The first step was figuring out how to identify boys with Menkes during the window before symptoms appear. Because blood levels of copper at birth overlap with normal, the researchers used altered ratios of the levels of key neurochemicals in umbilical cord blood to identify affected newborns. (The test, developed in 1993, assesses levels of dopamine, norepinephrine, dihydroxyphenylacetic acid, and dihydroxyphenylglycol.)
The clinical trials build toward a coming drug approval. A few highlights:
1995 Two related boys began receiving copper, one a few weeks before birth and the other at age 10 days. Their mutation changed just one amino acid in the protein, but at a position critical enough to impair transcription of the DNA to RNA – resulting in five sizes of mRNAs, with no functional protein. Despite the early treatment, both boys had severe neurological impairment, suggesting that copper replacement may only work for mild mutations. The gene is huge, so many mutations are possible. These findings led to the next step: testing copper replacement in boys with milder mutations.
1996 A boy missing a bit of DNA in a non-critical part of the gene began receiving copper injections when he was 8 days old. His head grew to a normal size, as his brain neurons became ensheathed in their essential fatty coverings. He walked at 14 months, with normal brain development. Tellingly, his half-brother and first cousin who’d inherited the same mutation but weren’t diagnosed and treated early enough, had small heads, brain degeneration, and abnormal development. So timing as well as mutation severity matter.
2008 This paper reports on 12 newborns with Menkes disease detected with neurochemical tests and treated early. Their survival at a median follow-up of 4.6 years was 92%, compared to 13% by 1.8 years for 15 boys diagnosed after symptoms began and treated later. Two of the 12 patients with mild mutations that allowed partial enzyme activity had normal neurodevelopment and brain myelination, confirming the 1996 findings.

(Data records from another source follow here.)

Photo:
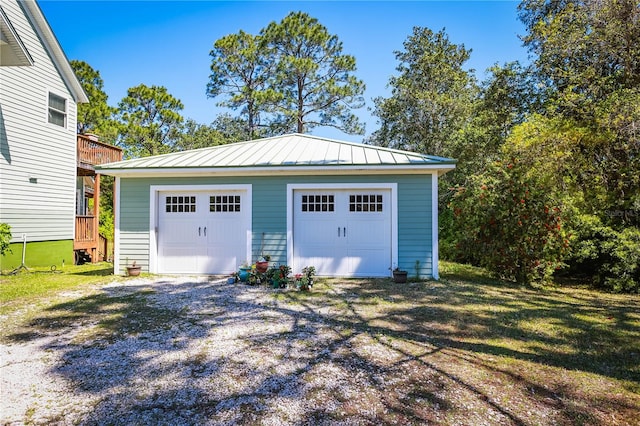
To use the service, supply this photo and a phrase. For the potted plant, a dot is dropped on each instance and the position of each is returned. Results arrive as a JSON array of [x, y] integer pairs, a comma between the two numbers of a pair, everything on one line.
[[133, 270], [243, 272], [399, 276], [304, 281], [262, 264]]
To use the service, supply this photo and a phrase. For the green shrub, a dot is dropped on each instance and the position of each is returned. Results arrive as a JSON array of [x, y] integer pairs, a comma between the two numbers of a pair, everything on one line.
[[5, 238], [609, 257]]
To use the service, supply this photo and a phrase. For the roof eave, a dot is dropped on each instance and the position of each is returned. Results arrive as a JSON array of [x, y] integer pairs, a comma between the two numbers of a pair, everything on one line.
[[57, 54], [440, 168]]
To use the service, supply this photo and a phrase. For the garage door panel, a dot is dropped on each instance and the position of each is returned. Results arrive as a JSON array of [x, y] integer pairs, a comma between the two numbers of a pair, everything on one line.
[[175, 259], [352, 237]]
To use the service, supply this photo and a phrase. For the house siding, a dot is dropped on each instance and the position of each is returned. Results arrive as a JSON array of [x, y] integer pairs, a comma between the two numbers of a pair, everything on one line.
[[37, 159], [269, 219]]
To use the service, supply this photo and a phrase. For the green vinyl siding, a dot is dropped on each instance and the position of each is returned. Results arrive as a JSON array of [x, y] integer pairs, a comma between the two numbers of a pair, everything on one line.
[[269, 218], [415, 225], [39, 254]]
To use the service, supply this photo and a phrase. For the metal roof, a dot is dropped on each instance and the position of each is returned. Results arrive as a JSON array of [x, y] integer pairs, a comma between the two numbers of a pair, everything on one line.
[[289, 151]]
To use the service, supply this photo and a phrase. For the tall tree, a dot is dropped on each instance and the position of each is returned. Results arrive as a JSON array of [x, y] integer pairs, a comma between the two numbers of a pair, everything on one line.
[[95, 116], [314, 78], [585, 49], [431, 98], [194, 136], [240, 70], [150, 121]]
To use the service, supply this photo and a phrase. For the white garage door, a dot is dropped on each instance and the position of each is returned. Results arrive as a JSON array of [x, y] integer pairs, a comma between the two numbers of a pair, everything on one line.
[[202, 232], [343, 232]]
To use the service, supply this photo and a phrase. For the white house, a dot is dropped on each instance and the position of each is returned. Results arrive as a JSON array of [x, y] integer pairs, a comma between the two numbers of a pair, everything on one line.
[[39, 93], [347, 209]]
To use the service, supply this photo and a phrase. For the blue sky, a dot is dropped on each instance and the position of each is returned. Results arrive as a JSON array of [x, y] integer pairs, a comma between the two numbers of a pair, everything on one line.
[[168, 42]]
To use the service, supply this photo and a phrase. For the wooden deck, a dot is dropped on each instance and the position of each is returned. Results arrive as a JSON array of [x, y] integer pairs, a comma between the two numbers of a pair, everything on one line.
[[91, 152]]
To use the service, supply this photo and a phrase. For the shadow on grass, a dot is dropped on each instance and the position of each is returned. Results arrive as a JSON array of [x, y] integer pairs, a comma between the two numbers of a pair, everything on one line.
[[103, 272], [419, 353]]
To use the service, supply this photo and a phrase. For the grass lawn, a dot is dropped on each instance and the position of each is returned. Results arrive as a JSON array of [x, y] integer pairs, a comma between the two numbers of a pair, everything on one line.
[[464, 350]]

2014 Ten boys treated early showed large improvements in both small and large movements, in personal and social behavior, and in language acquisition. Death rate by age 3 was 28.6% among boys treated early, so it isn’t perfect, but among controls, it was 50%.
Cyprium Reports 2021 Data
The latest installment in the story of conquering Menkes disease came in a poster presentation at the 2021 American Academy of Pediatrics National Conference and Exhibition on October 8.
Cyprium Therapeutic’s data are striking. Participants were born after 1999 and had severe mutations. They received the drug under the skin twice daily until a year old, and daily after that, for up to 3 years. Sixty-six boys began treatment before 4 weeks of age and 35 after 4 weeks.
Median overall survival of patients treated early was 177.1 months (just under 15 years), compared to slightly more than a year (16.1 months) for those treated after the age of 4 weeks. Still, the patients treated later lived considerably longer than 18 boys not treated at all.
The results are so promising that the company may submit a New Drug Application to FDA by year’s end.
So kudos to the researchers, the health care providers, and the families who have allowed their sons to participate in the quest to conquer Menkes disease. Hopefully soon, another rare genetic disease will bite the dust.
We have two boys with Menkes, both treated from Dr Kaler at the NIH.
Happy to contribute if you need additional info.
How are your boys doing?
Please push to getit passed to give life and hope to what otherwise is a death sentence or severe problems
I lost a son and a grandson to Menkes. One who was in the study is nearing 6 with delay but very functional.
We yet have some grandaughters eho could face this trial. Hopefully with knowledge that their sons can have the best possible care. We love dr Kayler and his work.
My daughter, adopted from Nepal, just discovered through genetic testing that she is a carrier for Menkes syndrome. We know her birth family and there have been no cases of Menkes in her 7 siblings (including 2 brothers) and 3 nephews/4 nieces. Is it likely the gene mutation is starting with her?
Could just be coincidental that it hasn’t shown up in the family. Each brother would have a 50% chance. So both could have escaped it.